Tragikomedia

paź 25, 2021
admin

Klasyczny precedensEdit

Tragiczne maski komiczne starożytnego teatru greckiego reprezentowane w mozaice w Willi Hadriana.

Nie ma zwięzłej formalnej definicji tragikomedii z epoki klasycznej. Wydaje się, że grecki filozof Arystoteles miał na myśli coś w rodzaju renesansowego znaczenia tego terminu (czyli poważną akcję ze szczęśliwym zakończeniem), gdy w Poetyce omawia tragedię z podwójnym zakończeniem. Pod tym względem wiele greckich i rzymskich sztuk, na przykład Alcestis, można nazwać tragikomediami, choć bez żadnych konkretnych atrybutów poza fabułą. Samo słowo wywodzi się od rzymskiego komediopisarza Plauta, który nieco żartobliwie użył go w prologu do sztuki Amfitryon. Postać Merkurego, wyczuwając indecorum włączenia do komedii zarówno królów, jak i bogów obok sług, oświadcza, że lepiej, aby sztuka była „tragikomedią”:

Zrobię z tego mieszankę: niech to będzie tragikomedia. Nie wydaje mi się, żeby wypadało robić z niej konsekwentnie komedię, skoro są w niej królowie i bogowie. Co o tym sądzisz? Skoro niewolnik też ma udział w sztuce, uczynię z niej tragikomedię…-Plautus, Amfitryon

Odrodzenie renesansoweEdit

WłochyEdit

Uwaga Plutusa wywarła zapewne nadmierny wpływ na renesansową teorię estetyczną, która w dużej mierze przekształciła uwagi Arystotelesa o dramacie w sztywną teorię. Dla „twórców reguł” (termin ten pochodzi od Giordano Bruno) dzieła „mieszane”, takie jak wspomniane wyżej, nowsze „romanse”, jak Orlando Furioso, a nawet Odyseja, były w najlepszym razie zagadkami, w najgorszym – błędami.

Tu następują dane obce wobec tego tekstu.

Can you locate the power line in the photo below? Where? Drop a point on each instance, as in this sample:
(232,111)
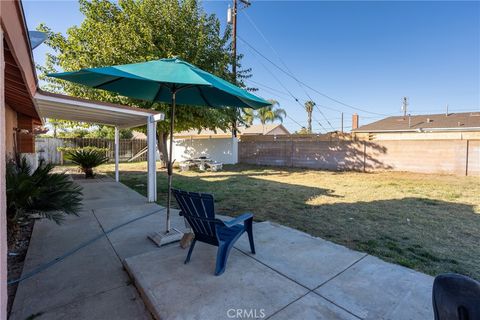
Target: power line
(303,83)
(289,92)
(286,67)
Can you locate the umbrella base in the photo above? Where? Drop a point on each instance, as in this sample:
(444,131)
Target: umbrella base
(164,238)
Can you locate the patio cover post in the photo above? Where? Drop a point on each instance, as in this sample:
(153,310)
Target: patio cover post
(117,156)
(152,159)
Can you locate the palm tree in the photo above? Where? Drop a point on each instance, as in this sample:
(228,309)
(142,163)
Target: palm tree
(271,113)
(309,108)
(248,116)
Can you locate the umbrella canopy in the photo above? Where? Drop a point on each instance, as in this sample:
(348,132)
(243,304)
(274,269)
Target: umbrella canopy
(166,80)
(156,80)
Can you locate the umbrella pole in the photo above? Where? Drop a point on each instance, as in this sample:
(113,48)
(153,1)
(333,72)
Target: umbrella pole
(171,234)
(170,158)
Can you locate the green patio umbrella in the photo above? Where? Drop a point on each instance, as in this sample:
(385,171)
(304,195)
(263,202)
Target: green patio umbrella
(166,80)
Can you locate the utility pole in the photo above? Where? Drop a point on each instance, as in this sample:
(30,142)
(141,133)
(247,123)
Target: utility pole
(232,19)
(404,106)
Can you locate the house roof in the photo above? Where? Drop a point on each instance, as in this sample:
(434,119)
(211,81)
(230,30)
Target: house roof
(20,76)
(428,122)
(251,130)
(58,106)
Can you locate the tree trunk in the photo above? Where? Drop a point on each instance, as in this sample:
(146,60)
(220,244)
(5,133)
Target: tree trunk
(162,146)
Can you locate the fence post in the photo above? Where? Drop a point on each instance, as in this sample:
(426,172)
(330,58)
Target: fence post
(466,158)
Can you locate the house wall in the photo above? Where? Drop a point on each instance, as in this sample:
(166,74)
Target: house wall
(10,125)
(277,130)
(223,150)
(3,214)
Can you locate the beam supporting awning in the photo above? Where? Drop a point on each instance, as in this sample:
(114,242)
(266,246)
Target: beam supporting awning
(62,107)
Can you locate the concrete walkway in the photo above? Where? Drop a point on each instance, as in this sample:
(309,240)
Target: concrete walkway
(292,276)
(91,283)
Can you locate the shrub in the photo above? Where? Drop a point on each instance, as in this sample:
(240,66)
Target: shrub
(87,159)
(39,191)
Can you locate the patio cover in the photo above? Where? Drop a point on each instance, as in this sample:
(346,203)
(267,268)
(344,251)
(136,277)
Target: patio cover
(58,106)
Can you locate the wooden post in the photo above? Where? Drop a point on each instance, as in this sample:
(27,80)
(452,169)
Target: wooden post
(364,155)
(151,156)
(117,155)
(466,158)
(3,206)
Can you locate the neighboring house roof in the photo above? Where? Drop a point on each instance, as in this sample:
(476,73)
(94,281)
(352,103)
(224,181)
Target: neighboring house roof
(466,121)
(270,129)
(20,77)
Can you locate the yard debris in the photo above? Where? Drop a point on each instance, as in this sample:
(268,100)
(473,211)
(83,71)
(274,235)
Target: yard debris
(186,240)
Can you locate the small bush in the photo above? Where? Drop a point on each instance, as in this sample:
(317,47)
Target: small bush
(87,159)
(39,191)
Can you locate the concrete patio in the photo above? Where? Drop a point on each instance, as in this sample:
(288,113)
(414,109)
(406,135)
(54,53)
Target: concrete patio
(292,276)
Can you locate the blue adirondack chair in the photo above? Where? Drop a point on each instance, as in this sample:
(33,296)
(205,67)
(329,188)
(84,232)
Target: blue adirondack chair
(198,210)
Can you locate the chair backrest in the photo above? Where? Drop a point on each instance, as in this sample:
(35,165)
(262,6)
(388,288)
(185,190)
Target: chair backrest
(199,211)
(456,297)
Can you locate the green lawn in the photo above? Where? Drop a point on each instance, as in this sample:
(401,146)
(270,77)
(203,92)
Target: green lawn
(430,223)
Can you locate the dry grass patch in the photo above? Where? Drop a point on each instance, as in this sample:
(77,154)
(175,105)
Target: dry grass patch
(426,222)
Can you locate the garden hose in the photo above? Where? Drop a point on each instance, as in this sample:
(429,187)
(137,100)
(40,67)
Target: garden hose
(81,246)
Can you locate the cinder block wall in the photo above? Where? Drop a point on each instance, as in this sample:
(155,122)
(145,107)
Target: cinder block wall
(461,157)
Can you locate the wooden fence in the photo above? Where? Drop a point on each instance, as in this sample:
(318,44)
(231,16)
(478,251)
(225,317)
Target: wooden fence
(48,147)
(343,153)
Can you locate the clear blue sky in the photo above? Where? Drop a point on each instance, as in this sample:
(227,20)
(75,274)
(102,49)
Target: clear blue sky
(364,54)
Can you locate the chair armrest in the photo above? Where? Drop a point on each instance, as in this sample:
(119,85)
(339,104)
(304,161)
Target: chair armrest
(242,218)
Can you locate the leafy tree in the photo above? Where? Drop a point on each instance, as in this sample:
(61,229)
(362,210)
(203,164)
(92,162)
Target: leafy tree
(140,30)
(87,159)
(270,113)
(309,108)
(107,132)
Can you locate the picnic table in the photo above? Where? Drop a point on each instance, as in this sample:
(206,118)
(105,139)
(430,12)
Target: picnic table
(201,163)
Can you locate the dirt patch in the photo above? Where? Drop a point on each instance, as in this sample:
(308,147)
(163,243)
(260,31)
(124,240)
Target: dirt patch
(17,250)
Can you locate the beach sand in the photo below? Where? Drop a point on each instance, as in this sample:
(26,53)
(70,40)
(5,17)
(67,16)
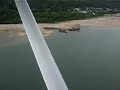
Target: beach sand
(48,28)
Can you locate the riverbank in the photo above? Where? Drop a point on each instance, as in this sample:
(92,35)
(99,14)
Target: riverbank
(48,28)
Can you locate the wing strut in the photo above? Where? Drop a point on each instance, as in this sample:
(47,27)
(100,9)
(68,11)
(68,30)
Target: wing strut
(46,63)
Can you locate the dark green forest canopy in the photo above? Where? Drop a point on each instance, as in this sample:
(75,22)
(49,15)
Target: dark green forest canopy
(49,11)
(63,4)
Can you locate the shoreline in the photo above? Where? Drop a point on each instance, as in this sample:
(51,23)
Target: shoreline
(48,28)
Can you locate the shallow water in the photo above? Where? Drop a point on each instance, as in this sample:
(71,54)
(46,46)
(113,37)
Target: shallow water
(88,60)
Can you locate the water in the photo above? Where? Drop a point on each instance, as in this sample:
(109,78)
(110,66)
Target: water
(88,60)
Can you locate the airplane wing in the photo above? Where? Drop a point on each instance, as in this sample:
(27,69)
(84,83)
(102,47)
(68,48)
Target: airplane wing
(46,63)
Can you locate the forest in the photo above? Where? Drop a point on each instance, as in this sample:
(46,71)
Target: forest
(50,11)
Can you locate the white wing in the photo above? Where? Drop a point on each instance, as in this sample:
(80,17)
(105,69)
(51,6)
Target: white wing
(46,63)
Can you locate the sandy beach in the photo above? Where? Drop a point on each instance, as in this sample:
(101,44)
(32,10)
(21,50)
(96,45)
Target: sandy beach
(48,28)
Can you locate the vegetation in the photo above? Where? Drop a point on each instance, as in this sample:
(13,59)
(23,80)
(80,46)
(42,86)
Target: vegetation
(50,11)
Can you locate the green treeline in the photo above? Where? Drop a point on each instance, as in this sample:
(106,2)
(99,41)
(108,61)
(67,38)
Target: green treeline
(50,11)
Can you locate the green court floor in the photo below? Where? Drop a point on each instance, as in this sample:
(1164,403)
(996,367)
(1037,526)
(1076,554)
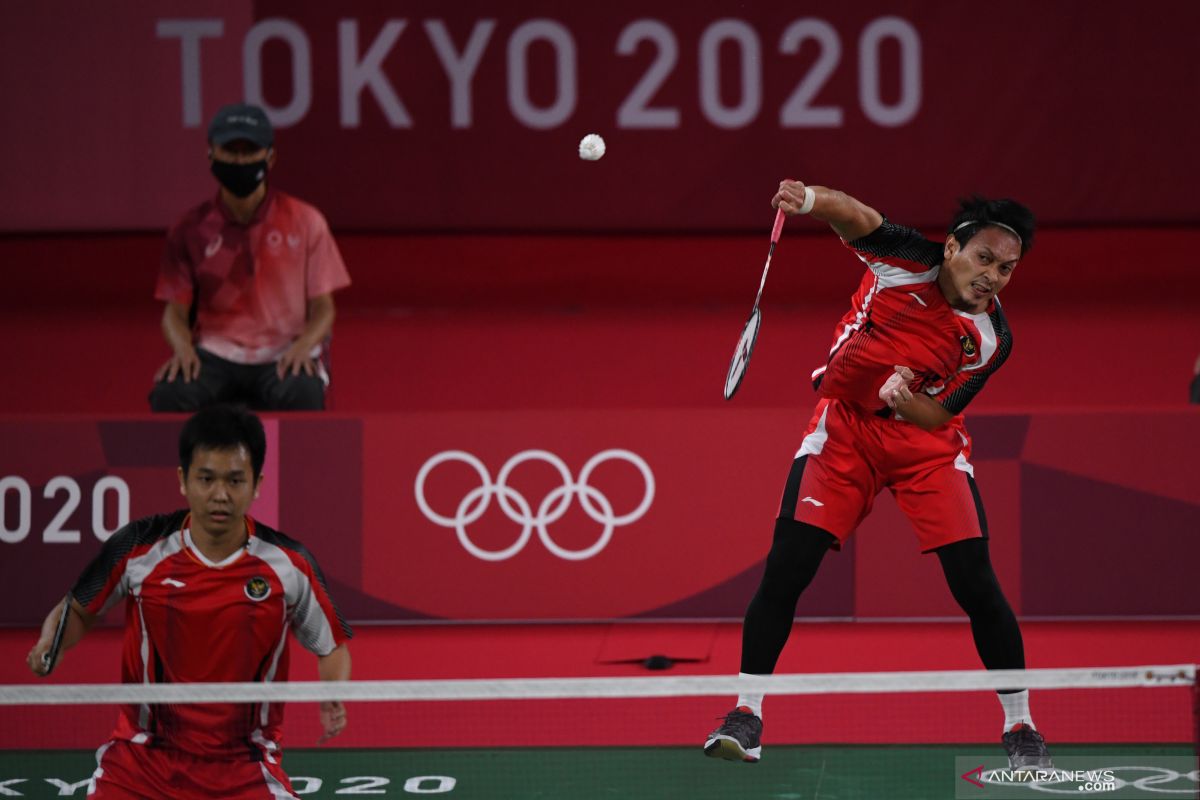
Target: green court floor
(811,773)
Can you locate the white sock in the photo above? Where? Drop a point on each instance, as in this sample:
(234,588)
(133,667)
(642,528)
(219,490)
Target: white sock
(1017,709)
(753,702)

Dwie postacie przyczyniły się do podniesienia tragikomedii do rangi regularnego gatunku, przez co rozumie się taki, który ma swój własny zestaw sztywnych reguł. Giovanni Battista Giraldi Cinthio, w połowie XVI wieku, zarówno przekonywał, że tragedia z komicznym zakończeniem (tragedia de lieto fin) jest najbardziej odpowiednia dla współczesnych czasów, jak i stworzył własne przykłady takich sztuk. Jeszcze ważniejszy był Giovanni Battista Guarini. Opublikowany w 1590 roku Il Pastor Fido Guariniego wywołał ostrą debatę krytyczną, w której ostatecznie zwyciężyła zaciekła obrona gatunkowej innowacji przez Guariniego. Tragikomedia Guariniego oferowała modulowaną akcję, która nigdy nie dryfowała zbyt daleko ani w stronę komedii, ani tragedii, zmanierowane postaci i pastoralną scenerię. Wszystkie te trzy elementy stały się podstawami tragikomedii kontynentalnej na wiek i dłużej.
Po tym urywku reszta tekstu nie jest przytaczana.